Вадим Дудченко
Администратор портала

A new image taken with the NASA/ESA Hubble Space Telescope provides a detailed look at the massive star-forming nebula G035.20-0.74.

This Hubble image shows G035.20-0.74, a star-forming nebula located 7,143 light-years away in the constellation of Aquila. Image credit: NASA / ESA / J. Tan, Chalmers University of Technology / Gladys Kober, NASA & Catholic University of America.

G035.20-0.74 is located approximately 2,190 parsecs (7,143 light-years) away in the constellation of Aquila.

Also known as IRAS 18556+0136, this high-mass star-forming region is home to a massive protostar with a jet driven outflow.

“Stars are born from turbulent clouds of gas and dust that collapse under their own gravitational attraction,” the Hubble astronomers explained.

“As the cloud collapses, a dense, hot core forms and begins gathering dust and gas, creating a protostar.”

“G035.20-0.74 is known for producing a particular kind of massive star known as a B-type star,” they added.

“These stars are hot, young, blue stars up to five times hotter than our Sun.”

This Hubble image shows G035.20-0.74 in the constellation of Aquila. Image credit: NASA / ESA / J. Tan, Chalmers University of Technology / DSS / Gladys Kober, NASA & Catholic University of America.

Hubble observed G035.20-0.74 as part of a program examining jets of blasted into space by massive protostars.

“These fast-moving jets, which form as gas collects around newly forming stars and last for only about 100,000 years, are known to play a role in star formation,” the researchers said.
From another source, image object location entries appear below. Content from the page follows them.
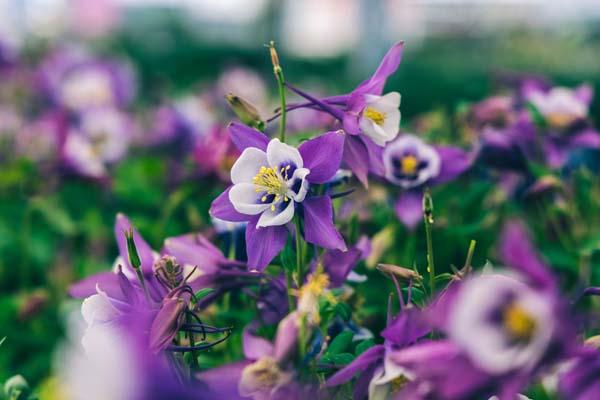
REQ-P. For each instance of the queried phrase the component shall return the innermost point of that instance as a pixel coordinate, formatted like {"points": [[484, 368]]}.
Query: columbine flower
{"points": [[413, 164], [502, 324], [78, 82], [380, 372], [271, 182], [370, 118], [101, 137], [562, 106]]}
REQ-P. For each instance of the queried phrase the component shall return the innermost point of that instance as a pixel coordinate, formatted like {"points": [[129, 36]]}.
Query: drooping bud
{"points": [[16, 388], [400, 272], [245, 111], [134, 258], [428, 206]]}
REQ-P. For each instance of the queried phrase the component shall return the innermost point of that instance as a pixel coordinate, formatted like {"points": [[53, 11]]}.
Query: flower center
{"points": [[518, 322], [269, 182], [375, 116], [409, 164]]}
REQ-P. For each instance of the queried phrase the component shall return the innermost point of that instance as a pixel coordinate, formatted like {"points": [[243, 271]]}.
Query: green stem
{"points": [[467, 268], [299, 254], [428, 218]]}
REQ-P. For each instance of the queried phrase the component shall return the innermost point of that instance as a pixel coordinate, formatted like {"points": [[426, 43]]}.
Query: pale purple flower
{"points": [[412, 164], [100, 138], [271, 183]]}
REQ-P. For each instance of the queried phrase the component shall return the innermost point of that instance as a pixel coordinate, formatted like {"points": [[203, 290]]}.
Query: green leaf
{"points": [[340, 343], [364, 346], [338, 359], [202, 293]]}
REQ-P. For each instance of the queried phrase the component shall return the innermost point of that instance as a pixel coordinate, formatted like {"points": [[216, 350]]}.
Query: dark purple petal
{"points": [[286, 339], [517, 251], [123, 225], [255, 347], [222, 382], [322, 155], [360, 364], [263, 244], [409, 208], [454, 161], [356, 157], [318, 224], [166, 324], [222, 208], [243, 137], [389, 64], [107, 281]]}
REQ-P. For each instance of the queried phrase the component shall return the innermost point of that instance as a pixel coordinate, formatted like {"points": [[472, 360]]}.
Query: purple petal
{"points": [[338, 264], [454, 162], [409, 208], [356, 157], [107, 281], [360, 364], [222, 382], [389, 64], [222, 208], [318, 224], [323, 155], [408, 326], [286, 339], [255, 347], [263, 244], [243, 137], [517, 251], [166, 324], [123, 225]]}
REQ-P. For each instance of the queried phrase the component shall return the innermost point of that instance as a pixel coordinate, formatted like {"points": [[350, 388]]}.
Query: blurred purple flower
{"points": [[413, 164], [271, 182]]}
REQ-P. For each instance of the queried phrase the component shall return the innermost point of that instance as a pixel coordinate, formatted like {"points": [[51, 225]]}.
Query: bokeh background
{"points": [[55, 230]]}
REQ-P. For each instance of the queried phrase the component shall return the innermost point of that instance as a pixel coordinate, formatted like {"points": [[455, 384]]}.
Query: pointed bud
{"points": [[134, 258], [245, 111], [428, 206], [16, 388]]}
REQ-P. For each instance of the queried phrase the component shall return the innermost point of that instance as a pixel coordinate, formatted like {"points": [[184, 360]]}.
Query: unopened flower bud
{"points": [[16, 388], [245, 111], [134, 258]]}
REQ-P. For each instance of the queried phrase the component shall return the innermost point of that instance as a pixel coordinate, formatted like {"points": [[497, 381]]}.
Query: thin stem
{"points": [[281, 88], [299, 254], [468, 267], [428, 218]]}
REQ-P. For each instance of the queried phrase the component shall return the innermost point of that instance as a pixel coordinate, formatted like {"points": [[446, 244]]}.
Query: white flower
{"points": [[501, 323], [86, 88], [560, 106], [380, 119], [409, 161], [269, 183], [387, 380]]}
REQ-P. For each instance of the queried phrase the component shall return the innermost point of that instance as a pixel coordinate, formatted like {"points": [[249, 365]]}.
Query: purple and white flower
{"points": [[271, 182]]}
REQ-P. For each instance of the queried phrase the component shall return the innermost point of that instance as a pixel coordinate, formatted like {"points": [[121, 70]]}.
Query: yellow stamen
{"points": [[409, 165], [518, 322], [375, 116]]}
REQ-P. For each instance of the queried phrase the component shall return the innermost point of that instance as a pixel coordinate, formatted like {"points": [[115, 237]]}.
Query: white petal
{"points": [[98, 309], [280, 153], [246, 200], [247, 165], [301, 174], [277, 217]]}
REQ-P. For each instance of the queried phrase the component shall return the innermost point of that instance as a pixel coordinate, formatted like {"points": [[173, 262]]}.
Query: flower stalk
{"points": [[278, 71], [428, 219]]}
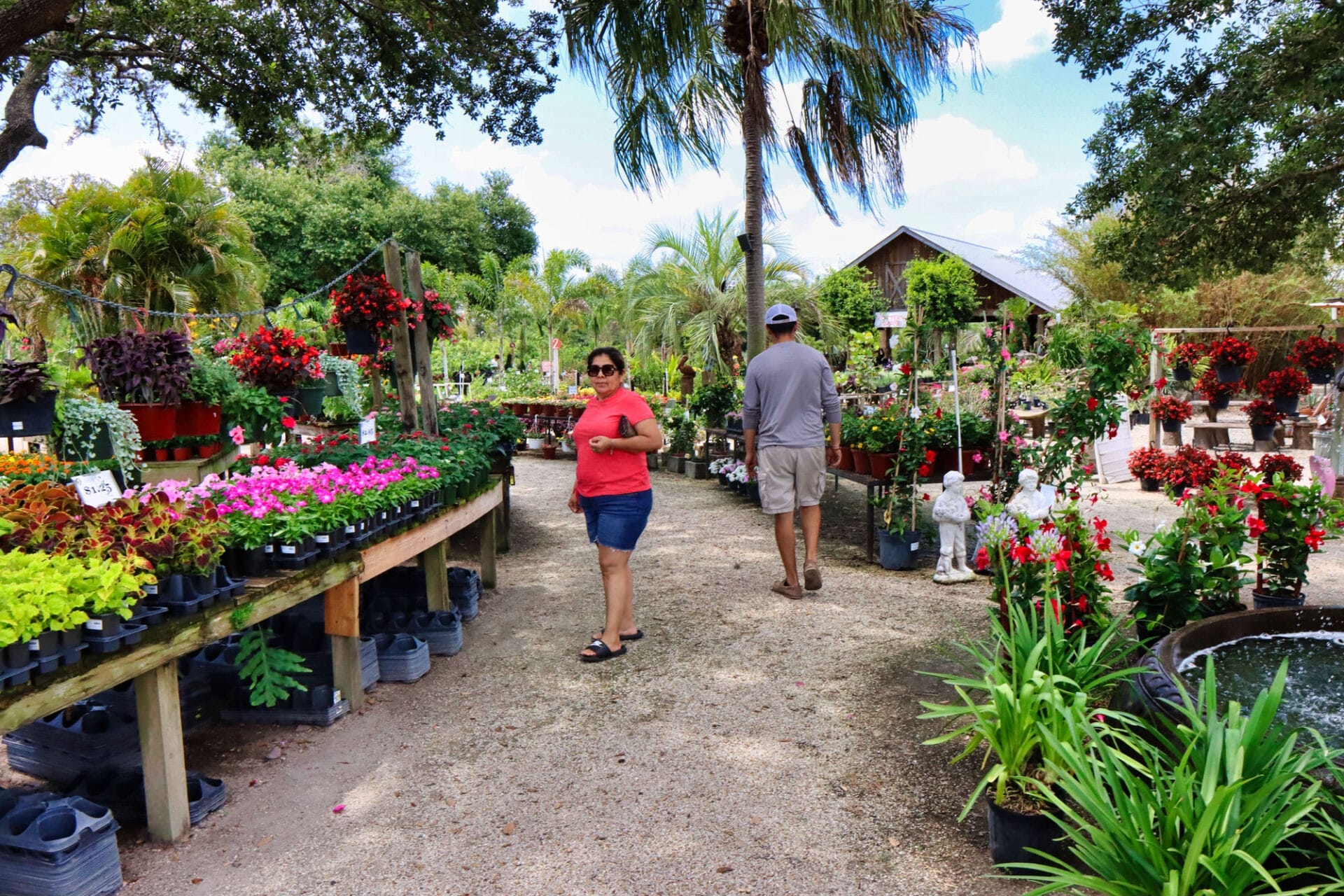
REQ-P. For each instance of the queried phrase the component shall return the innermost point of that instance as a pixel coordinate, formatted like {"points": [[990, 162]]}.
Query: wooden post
{"points": [[424, 347], [401, 339], [488, 550], [162, 752], [435, 564], [347, 672]]}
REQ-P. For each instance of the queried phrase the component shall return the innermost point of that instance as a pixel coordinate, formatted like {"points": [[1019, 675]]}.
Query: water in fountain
{"points": [[1315, 694]]}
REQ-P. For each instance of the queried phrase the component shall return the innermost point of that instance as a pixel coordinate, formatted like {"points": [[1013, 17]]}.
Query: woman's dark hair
{"points": [[615, 354]]}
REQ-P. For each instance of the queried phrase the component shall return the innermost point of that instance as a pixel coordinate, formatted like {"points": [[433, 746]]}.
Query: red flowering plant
{"points": [[277, 360], [1167, 407], [1280, 464], [1189, 468], [1211, 388], [1294, 522], [1285, 383], [1262, 413], [368, 301], [1147, 463], [1316, 352], [1191, 567], [1231, 352]]}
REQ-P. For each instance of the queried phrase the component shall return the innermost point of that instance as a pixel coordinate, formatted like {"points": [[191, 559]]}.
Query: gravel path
{"points": [[749, 745]]}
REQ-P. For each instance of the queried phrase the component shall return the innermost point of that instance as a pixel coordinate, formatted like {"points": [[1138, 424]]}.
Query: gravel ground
{"points": [[749, 745]]}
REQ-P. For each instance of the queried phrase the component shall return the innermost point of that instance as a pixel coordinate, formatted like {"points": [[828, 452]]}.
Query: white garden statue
{"points": [[952, 514], [1030, 500]]}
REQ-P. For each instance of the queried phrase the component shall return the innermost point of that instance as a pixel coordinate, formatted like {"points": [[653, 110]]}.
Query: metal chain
{"points": [[321, 292]]}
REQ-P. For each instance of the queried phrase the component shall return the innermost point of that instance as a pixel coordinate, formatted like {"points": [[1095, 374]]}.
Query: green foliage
{"points": [[851, 298], [272, 65], [1224, 147], [941, 292], [267, 668], [318, 202], [1219, 804]]}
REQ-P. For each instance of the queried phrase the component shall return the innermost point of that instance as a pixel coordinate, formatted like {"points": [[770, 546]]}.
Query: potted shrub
{"points": [[1264, 416], [1184, 358], [1284, 387], [365, 308], [1217, 393], [144, 374], [27, 400], [1294, 522], [1148, 466], [1230, 358], [1172, 412], [1319, 356]]}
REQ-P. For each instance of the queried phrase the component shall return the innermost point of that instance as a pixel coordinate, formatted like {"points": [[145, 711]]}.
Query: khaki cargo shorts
{"points": [[790, 477]]}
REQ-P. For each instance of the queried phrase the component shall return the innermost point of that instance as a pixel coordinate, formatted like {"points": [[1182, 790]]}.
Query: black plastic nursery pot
{"points": [[898, 551], [1014, 836]]}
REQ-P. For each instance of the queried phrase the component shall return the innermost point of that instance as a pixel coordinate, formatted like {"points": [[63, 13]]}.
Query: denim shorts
{"points": [[617, 520]]}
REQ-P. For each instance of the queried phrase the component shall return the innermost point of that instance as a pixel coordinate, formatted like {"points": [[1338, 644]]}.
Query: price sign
{"points": [[97, 488]]}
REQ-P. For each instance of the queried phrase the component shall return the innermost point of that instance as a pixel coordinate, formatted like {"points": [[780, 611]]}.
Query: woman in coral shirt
{"points": [[612, 491]]}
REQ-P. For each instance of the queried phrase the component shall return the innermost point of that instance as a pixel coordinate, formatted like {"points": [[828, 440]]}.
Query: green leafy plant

“We were interested to learn whether such jets influence the formation of massive stars similar to the way they affect the formation of lower-mass stars.”

“Massive stars are typically rarer, more distant, and more hidden by dust than lower-mass stars, making studies of their jets more challenging.”

The scientists combined infrared observations from Hubble with those from radio telescopes in order to see inside these dusty star-forming regions.

“We found a jet of material with properties similar to jets associated with young, low-mass stars,” they said.

“This implies that the mechanism creating the light emitted by these jets is similar in young stars of different masses, up to 10 times the mass of the Sun.”